18. The family had a military origin; and, although the head of the family is not a Rajah, he bears the honourable title of Bhuiyan,' and, in all respects, he is a chieftain in lineal succession to his male ancestors.
19. In our view, the further question of limitation does not arise in this case as we find that the estate is an impartible Raj, and that, consequently, the plaintiff has no title to the property. But, if it were necessary to decide it, we should give effect to the fact that, since over 40 years the members of the plaintiff's family, including his own father, have been sedulously excluded from any share of the property, and the fact that they have been in receipt of fixed sums of maintenance from the year 1866 to 1905. These facts cannot be explained in any other way than by the supposition that they not only knew that they were not entitled to any definite share in the property but that they were excluded from that share and that they knew of such exclusion.

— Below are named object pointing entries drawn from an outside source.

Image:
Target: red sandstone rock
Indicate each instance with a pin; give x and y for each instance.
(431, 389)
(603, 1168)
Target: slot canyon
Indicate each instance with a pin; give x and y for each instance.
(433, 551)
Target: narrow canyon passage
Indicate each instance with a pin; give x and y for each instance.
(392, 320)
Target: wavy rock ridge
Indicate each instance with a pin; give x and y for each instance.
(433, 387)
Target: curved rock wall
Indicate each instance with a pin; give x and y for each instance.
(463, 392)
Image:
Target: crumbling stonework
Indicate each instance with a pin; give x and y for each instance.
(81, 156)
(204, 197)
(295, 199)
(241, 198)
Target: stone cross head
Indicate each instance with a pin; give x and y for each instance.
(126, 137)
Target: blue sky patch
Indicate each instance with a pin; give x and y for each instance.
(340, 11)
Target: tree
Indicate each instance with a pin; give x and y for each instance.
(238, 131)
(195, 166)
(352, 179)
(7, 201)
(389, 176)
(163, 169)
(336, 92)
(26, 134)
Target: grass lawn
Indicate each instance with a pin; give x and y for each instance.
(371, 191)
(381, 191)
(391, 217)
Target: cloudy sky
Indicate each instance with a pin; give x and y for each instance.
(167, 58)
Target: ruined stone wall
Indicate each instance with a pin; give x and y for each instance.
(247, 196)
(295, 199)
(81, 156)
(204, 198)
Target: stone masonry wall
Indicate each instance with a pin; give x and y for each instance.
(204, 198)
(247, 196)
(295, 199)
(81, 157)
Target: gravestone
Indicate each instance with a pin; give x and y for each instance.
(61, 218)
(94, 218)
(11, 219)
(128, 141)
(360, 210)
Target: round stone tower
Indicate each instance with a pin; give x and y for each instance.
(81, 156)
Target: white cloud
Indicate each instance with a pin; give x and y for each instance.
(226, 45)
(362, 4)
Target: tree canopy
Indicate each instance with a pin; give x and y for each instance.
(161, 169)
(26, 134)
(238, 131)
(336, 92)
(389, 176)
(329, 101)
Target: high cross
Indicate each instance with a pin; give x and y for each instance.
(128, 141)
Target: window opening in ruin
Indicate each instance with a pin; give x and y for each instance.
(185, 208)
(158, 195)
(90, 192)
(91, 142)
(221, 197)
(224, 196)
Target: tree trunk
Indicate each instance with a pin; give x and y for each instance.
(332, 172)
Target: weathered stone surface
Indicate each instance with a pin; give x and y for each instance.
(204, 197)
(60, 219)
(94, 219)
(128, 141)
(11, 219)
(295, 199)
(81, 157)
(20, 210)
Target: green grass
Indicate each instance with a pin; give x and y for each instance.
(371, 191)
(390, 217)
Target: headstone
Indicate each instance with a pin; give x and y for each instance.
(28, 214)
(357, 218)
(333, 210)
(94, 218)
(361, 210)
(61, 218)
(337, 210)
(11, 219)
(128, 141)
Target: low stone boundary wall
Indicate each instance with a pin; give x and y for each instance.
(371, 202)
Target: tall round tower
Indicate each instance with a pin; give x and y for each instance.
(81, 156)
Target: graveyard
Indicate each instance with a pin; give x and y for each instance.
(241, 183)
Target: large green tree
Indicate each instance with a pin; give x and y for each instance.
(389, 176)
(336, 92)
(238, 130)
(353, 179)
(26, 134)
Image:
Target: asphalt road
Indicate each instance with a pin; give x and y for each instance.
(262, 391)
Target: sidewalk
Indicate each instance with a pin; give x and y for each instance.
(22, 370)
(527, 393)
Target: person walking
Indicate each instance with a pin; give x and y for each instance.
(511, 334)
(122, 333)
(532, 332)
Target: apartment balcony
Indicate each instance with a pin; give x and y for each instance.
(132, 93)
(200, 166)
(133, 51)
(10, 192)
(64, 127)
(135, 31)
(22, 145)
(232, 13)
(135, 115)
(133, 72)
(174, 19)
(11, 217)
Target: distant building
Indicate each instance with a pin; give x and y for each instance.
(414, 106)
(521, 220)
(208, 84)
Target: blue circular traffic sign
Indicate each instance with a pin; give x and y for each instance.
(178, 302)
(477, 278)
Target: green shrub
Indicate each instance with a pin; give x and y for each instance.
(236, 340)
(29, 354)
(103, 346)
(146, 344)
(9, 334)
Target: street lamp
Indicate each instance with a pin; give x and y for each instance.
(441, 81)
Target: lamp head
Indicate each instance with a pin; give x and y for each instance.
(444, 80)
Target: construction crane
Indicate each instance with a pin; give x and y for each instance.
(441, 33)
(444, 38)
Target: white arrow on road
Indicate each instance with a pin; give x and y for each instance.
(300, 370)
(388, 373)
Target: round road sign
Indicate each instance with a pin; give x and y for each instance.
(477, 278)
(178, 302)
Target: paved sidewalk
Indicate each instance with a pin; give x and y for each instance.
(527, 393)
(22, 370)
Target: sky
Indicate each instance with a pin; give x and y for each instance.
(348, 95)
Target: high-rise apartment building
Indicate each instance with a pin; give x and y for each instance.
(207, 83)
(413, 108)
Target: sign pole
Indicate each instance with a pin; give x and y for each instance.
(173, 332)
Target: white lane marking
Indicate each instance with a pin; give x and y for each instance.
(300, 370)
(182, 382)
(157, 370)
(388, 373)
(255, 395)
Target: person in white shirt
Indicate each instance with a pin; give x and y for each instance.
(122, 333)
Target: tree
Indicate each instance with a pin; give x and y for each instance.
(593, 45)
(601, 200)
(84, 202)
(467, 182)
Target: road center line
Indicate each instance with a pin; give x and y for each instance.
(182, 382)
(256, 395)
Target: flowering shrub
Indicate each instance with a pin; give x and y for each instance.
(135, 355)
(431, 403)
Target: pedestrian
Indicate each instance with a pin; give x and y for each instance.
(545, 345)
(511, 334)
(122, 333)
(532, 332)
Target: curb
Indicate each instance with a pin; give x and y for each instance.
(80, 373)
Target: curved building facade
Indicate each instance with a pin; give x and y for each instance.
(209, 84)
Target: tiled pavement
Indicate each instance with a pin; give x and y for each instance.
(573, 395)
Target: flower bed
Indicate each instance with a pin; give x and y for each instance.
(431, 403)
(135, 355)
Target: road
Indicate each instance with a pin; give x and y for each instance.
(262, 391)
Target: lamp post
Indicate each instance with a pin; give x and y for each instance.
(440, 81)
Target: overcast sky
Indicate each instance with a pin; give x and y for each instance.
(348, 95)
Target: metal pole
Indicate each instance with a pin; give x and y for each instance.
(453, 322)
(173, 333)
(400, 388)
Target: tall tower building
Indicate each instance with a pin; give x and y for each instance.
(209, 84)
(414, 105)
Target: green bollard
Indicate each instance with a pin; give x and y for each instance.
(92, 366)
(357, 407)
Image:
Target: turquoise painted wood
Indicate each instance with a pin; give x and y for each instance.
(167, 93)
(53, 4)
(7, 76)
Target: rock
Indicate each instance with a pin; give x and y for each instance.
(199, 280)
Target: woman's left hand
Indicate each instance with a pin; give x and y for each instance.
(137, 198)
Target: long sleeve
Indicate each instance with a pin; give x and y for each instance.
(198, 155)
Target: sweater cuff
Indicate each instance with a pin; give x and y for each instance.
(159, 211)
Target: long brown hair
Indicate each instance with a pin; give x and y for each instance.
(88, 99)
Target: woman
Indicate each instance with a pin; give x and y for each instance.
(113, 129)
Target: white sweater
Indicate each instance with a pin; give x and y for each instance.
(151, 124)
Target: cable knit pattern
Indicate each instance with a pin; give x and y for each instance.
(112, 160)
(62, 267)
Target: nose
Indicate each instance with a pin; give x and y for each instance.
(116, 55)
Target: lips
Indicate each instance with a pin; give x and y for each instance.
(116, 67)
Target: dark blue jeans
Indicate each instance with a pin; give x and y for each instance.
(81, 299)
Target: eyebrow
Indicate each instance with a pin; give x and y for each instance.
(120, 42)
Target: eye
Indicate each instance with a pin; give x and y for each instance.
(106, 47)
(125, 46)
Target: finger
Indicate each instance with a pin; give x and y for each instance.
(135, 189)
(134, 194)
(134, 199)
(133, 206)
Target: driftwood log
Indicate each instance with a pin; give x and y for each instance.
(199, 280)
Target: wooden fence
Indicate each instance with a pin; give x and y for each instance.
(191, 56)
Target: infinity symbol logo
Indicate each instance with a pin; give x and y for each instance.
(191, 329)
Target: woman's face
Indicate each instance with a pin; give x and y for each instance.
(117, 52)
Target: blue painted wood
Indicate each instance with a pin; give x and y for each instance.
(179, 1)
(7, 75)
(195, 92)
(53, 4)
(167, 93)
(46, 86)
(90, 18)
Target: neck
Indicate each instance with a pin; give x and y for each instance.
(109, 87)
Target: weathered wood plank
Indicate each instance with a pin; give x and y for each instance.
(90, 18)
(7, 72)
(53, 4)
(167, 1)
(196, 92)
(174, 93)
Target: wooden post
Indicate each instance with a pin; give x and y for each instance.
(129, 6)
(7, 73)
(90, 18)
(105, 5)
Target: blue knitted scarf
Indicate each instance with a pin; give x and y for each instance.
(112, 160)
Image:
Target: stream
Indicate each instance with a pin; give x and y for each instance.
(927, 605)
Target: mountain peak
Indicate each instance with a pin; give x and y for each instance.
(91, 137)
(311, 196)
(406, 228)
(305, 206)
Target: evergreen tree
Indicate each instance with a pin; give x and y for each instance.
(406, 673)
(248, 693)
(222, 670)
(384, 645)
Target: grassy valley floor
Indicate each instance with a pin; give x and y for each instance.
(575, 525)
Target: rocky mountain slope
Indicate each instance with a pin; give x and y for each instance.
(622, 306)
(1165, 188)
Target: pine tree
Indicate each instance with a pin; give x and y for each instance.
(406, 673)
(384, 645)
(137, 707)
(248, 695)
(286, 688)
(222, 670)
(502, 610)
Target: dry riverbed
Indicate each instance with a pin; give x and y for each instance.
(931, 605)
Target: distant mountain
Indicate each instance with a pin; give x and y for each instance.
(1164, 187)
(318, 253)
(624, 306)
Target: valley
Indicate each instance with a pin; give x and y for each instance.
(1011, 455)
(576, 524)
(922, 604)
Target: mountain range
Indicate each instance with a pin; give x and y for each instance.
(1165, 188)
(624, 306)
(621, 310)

20. We have examined all the evidence including the accounts of defendant No. 1, and the maintenance decrees, as well as the oral evidence, and the kabuliat of 1876 to which reference has been made in the earlier part of our judgment, and it is impossible to resist the conclusion that the plaintiff has been lawfully and effectually excluded from any share in the family property.
21. In the result, therefore, we must dismiss this appeal with costs.